Kalimat tersebut melebar pada obrolan soal kehidupan Fina secara personal. Dengan tampak berusaha meyakinkan dirinya sendiri, ia menyadari bahwa ternyata, ASEANDSE menjadi titik awal ketertarikannya terhadap data. Dalam skripsinya mendatang pun, Fina berencana meriset soal identitas digital, suatu bahasan yang kita tahu juga tak jauh-jauh dari data.
Sistematika kompetisi terhitung sederhana. Dua sahabat karib yang menyadari diri mereka akhirnya diakrabkan lewat ASEANDSE ini hanya diharuskan mengirimkan sepuluh slide power point.
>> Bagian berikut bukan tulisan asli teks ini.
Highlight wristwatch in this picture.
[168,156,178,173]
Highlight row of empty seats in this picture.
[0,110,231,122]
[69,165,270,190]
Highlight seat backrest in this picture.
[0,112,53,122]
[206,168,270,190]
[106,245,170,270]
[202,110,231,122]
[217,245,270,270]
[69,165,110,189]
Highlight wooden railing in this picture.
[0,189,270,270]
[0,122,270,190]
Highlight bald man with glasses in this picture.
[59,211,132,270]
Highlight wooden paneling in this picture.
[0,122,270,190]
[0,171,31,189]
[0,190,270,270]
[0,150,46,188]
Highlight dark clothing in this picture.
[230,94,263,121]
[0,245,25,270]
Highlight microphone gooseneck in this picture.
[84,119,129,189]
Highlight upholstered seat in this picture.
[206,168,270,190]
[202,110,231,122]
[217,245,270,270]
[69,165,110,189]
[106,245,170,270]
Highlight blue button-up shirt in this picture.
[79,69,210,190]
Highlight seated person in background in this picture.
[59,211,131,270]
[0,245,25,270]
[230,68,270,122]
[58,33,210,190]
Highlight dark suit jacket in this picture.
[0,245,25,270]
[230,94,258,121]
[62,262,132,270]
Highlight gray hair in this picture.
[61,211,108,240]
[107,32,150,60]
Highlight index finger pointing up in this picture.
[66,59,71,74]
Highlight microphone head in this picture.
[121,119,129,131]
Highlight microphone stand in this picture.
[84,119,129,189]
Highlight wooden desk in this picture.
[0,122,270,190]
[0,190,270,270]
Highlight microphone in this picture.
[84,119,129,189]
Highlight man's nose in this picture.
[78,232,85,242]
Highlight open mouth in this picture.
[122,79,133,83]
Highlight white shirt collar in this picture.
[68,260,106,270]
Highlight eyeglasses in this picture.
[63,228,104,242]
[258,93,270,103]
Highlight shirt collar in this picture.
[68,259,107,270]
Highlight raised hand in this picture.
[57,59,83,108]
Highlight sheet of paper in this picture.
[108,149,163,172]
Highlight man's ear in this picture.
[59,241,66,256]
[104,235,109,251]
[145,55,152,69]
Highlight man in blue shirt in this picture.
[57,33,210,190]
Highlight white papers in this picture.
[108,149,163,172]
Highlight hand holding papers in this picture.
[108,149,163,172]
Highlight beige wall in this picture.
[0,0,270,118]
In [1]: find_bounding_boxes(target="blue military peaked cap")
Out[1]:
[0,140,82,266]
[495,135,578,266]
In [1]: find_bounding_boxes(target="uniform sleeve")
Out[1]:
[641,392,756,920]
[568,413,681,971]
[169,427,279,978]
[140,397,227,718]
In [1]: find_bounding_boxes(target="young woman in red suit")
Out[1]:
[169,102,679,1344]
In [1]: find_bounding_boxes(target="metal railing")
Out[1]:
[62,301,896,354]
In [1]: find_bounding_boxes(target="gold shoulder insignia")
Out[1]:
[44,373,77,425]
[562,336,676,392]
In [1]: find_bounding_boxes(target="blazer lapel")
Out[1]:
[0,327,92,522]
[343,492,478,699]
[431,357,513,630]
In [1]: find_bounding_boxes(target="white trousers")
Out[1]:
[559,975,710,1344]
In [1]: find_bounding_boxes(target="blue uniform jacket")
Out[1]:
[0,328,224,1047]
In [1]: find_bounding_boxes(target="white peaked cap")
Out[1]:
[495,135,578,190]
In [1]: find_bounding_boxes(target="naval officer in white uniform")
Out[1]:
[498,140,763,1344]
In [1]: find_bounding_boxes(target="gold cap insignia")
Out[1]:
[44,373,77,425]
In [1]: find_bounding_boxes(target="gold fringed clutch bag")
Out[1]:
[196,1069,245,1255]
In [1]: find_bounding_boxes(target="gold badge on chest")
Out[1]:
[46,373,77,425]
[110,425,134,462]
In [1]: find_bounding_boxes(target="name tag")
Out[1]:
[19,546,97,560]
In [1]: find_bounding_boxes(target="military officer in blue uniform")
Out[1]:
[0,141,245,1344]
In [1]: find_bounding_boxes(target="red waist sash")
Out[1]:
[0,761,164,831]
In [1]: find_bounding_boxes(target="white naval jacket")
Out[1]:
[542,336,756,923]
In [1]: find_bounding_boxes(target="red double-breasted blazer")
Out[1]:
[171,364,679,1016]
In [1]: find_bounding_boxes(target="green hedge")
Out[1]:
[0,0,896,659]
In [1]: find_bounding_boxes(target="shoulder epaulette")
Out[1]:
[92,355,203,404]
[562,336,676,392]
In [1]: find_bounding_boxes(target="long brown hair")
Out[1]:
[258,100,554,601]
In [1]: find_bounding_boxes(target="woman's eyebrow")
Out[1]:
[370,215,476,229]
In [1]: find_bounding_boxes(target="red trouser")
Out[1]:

Menengarai isu yang cukup hangat pada saat itu, keduanya memilih angkat bicara soal kesetaraan gender. Terseleksi menjadi 10 finalis terbaik Se-Indonesia, Hasya dan Fina berangkat ke Jakarta dan mempresentasikan power point mereka di hadapan juri.
Dalam ASEANDSE ini, pihak ASEAN menggandeng SAP, sebuah software garapan perusahaan multinasional milik pebisnis Amerika Serikat, Bill McDermott. Dalam kompetisi, SAP digunakan sebagai software pendukung teknis pelaksanaan kompetisi. Kesempatan itu tentu menjadi kali pertama bagi Hasya dan Fina berkenalan dengan SAP. Keduanya pun menyadari bahwa ASEANDSE memang menjadi kendaraan promosi bagi produk milik Bill McDermott itu. Akan tetapi, sebagaimana semua finalis yang mengidamkan kemenangan dalam sebuah kompetisi, akal-akalan itu tak membikin keduanya ambil pusing.
Fina bercerita, dalam kompetisi kemarin, ia menerapkan pembagian kerja yang tak terlalu serius dengan Hasya. “Untuk sampai pada keputusan mengikuti ASEANDSE, saya memang terbujuk oleh ajakan Hasya.” kata Fina. Konsekuensinya, Hasya-lah yang menjadi pihak telaten mengurusi berbagai keperluan lomba secara teknis. Sementara itu, adalah Fina yang kebagian tugas untuk banyak bersentuhan dengan data itu sendiri.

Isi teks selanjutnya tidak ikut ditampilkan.